LA Mostra del Cinema, the most venerable of international film festivals which opened on Wednesday in Venice, and its new head, Alberto Barbera, seem to have got the message. What message? The one sent by dismayed festival-goers to Cannes last May upon discovering that out of 22 films in competition, none had been directed by a woman.

There was no need to be a hardcore feminist to feel a little troubled, especially when the newly elected French president François Hollande announced a perfectly gender balanced government on the very day the Cannes film festival opened: 17 female ministers and 17 male ministers.

One doesn’t necessarily have to agree with French feminist groupuscules such as La Barbe, but had it not been for their public brouhaha about Cannes’ lack of female presence in the competition, it is most probable that Barbera wouldn’t have taken any notice.

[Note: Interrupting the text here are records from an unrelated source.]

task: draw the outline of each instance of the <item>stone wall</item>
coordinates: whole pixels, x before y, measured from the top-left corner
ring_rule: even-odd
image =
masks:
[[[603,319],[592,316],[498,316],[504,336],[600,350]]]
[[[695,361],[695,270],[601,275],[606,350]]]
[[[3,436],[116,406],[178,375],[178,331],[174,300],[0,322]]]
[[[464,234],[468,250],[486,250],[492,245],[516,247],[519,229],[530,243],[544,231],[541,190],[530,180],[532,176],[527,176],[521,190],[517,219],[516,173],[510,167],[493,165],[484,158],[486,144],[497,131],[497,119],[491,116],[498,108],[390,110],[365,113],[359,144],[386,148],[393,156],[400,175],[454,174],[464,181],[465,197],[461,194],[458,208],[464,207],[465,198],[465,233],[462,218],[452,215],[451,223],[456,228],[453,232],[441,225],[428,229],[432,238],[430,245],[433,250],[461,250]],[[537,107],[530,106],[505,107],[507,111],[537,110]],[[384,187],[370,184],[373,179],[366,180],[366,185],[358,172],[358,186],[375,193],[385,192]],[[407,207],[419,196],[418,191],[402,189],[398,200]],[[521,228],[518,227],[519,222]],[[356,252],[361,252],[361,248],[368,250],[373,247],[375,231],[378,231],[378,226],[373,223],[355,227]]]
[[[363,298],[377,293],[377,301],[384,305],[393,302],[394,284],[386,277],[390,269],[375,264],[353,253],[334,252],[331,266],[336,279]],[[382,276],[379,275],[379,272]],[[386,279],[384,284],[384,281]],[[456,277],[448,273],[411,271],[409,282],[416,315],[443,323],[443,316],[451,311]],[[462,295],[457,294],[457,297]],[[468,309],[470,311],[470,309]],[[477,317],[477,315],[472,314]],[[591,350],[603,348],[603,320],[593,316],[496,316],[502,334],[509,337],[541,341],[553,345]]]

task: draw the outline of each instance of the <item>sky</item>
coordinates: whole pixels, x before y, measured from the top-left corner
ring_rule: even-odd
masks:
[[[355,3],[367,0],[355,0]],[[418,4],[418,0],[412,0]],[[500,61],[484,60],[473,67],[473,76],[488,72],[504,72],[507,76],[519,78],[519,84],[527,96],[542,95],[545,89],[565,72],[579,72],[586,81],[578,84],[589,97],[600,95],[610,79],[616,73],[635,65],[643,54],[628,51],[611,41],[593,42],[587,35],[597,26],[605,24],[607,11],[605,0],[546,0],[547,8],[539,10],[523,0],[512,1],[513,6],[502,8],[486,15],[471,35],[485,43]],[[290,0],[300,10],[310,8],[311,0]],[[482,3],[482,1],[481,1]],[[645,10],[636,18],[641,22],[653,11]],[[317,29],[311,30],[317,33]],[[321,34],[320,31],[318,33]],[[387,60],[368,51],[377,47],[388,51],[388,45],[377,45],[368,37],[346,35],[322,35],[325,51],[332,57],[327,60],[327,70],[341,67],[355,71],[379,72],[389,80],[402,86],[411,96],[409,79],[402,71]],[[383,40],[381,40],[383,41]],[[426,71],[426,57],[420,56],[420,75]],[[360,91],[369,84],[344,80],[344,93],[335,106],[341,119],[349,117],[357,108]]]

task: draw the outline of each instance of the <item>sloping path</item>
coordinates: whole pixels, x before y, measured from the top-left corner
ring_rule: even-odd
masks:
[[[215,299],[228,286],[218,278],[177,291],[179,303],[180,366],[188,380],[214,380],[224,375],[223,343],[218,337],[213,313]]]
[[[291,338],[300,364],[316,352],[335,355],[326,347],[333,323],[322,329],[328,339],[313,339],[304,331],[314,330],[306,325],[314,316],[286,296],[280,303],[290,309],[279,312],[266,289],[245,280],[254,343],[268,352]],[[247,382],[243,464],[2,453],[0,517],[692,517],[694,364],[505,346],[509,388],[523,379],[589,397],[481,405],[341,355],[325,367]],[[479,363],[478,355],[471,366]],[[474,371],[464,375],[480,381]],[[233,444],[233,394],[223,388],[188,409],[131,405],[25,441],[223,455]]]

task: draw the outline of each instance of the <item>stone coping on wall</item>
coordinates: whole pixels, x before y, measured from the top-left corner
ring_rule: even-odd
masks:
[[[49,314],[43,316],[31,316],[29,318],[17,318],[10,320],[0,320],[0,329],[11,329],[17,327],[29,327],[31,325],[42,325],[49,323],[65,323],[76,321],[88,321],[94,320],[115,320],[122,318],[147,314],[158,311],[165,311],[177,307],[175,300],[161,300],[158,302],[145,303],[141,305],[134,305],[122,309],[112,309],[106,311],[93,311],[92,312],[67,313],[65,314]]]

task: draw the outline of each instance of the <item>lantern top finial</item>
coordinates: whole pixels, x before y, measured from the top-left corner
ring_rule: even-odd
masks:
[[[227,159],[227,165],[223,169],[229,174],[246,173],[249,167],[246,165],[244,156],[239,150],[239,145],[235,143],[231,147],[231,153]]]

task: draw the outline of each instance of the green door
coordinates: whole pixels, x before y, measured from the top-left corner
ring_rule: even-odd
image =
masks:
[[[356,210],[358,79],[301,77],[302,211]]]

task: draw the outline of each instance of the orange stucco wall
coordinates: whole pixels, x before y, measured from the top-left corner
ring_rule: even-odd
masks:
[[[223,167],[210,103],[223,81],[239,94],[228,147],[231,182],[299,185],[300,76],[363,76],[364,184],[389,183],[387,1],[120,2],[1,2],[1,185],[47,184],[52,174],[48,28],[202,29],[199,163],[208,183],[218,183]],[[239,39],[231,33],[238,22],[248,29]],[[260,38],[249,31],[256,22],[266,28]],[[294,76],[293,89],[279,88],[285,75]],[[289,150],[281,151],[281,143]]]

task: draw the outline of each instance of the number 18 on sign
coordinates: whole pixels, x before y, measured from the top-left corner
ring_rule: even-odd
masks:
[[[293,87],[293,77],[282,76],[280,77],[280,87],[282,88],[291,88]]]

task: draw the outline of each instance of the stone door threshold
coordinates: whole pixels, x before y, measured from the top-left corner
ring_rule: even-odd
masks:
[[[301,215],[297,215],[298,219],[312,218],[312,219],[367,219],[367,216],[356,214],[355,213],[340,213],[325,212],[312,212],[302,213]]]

Yet, he has — and I am pleased to see there are 20 female directors showing their films at the Mostra these coming days, and that four of them have been selected in the main competition out of 17 films.

Only four films directed by women out of 17? A scandal, will surely shout back some of my feminist colleagues. Probably, but it’s better than none, and we’ll be watching next year as the figure must increase.

For the figure not only must, but can increase. Until recently, it was indeed easy for festival directors to argue that there were very few female movie directors, and therefore much fewer films of theirs to choose from. It is no longer the case, and it’s high time the news reached all film festivals.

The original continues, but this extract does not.